- Завтра мы будем в Киеве, собирайся. - Как... в Киеве? А на ч | Афанасьев Z
- Завтра мы будем в Киеве, собирайся.
- Как... в Киеве? А на чём? И как вообще?
- Поехали, нас ждут.
Граница оказалась незаметной, как и линия боевого соприкосновения. Помню только харьковские леса и низкий полёт над ними - их рвали редкие чуть бледные почему-то маковки и ещё какая-то пустота.
- А что это за улица? - ты спросишь в центре Киева.
- Теперь не знаю. Раньше она была... - я не договорю.
Мы стоим у Киевской Лавры.
На городе лежит ночь. Тихая и, как будто, мирная.

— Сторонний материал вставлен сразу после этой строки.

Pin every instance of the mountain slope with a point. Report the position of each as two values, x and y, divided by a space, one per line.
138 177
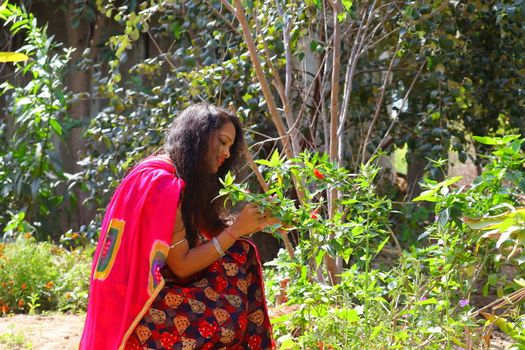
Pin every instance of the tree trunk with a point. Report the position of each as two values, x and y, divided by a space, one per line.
78 81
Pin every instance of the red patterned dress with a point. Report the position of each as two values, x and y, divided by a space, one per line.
222 307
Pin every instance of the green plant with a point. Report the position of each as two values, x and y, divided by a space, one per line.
16 340
33 303
31 171
42 276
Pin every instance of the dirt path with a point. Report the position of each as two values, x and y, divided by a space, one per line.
62 332
53 332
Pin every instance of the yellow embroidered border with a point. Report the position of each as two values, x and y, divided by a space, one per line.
114 225
140 315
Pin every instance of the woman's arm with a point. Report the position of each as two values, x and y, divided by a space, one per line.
184 262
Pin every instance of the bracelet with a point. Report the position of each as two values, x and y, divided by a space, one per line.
217 246
177 243
228 232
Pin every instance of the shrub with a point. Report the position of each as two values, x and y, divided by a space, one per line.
40 275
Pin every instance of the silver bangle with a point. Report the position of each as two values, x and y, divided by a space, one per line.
217 246
177 243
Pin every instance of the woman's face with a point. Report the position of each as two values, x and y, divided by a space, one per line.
219 147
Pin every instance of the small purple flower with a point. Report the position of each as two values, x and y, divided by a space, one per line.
463 302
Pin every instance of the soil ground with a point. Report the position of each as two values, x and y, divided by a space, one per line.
50 332
62 332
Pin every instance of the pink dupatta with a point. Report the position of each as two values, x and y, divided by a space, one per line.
134 242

Как будто нет невдалеке войны. Как будто, по-мирному так же глядят фрески у ворот. Только колокольня не горит больше. А так, всё, как тогда.
Ты спрашиваешь:
- А где люди? Отчего здесь так пусто?
Мне нечего тебе сказать.
- А что это в небе?
Мы поднимаем голову и замираем от светящейся россыпи, которая медленно тянется от Лавры, из самой её земли - в чёрное - совсем чёрное - небо. Словно медленный нетяжёлый и ослепительный своим свечением град идёт наоборот - не с неба вниз, а от земли - почему-то вверх.
- Что это?
- Это они.
И ты всё поймёшь. Мы всё поймём: это они.
Святые Киево-Печерские оставляют свой дом и этот город.
Они уходят долго. Их много. Они тянутся в чёрное небо, словно нехотя - неспешно и тяжело. Словно не хотят уходить.
Они уходят.
Золотая россыпь высвечивает всё небо, крыши домов, купола погасших церквей, брусчатки мостовых, бликуют даже установки пво и какие-то дула в руках у странных редких людей в гражданском.
Мы смотрим в небо.
Пока последний ряд этой золотой россыпи не утонет в чёрном небе.
А потом - всё. Их больше здесь нет.
Ещё немного мы стоим словно ослеплённые, пока глаза не привыкнут снова черноте этой ночи.
К её черноте, пустоте. И какой-то совсем невыносимой теперь беспроглядности.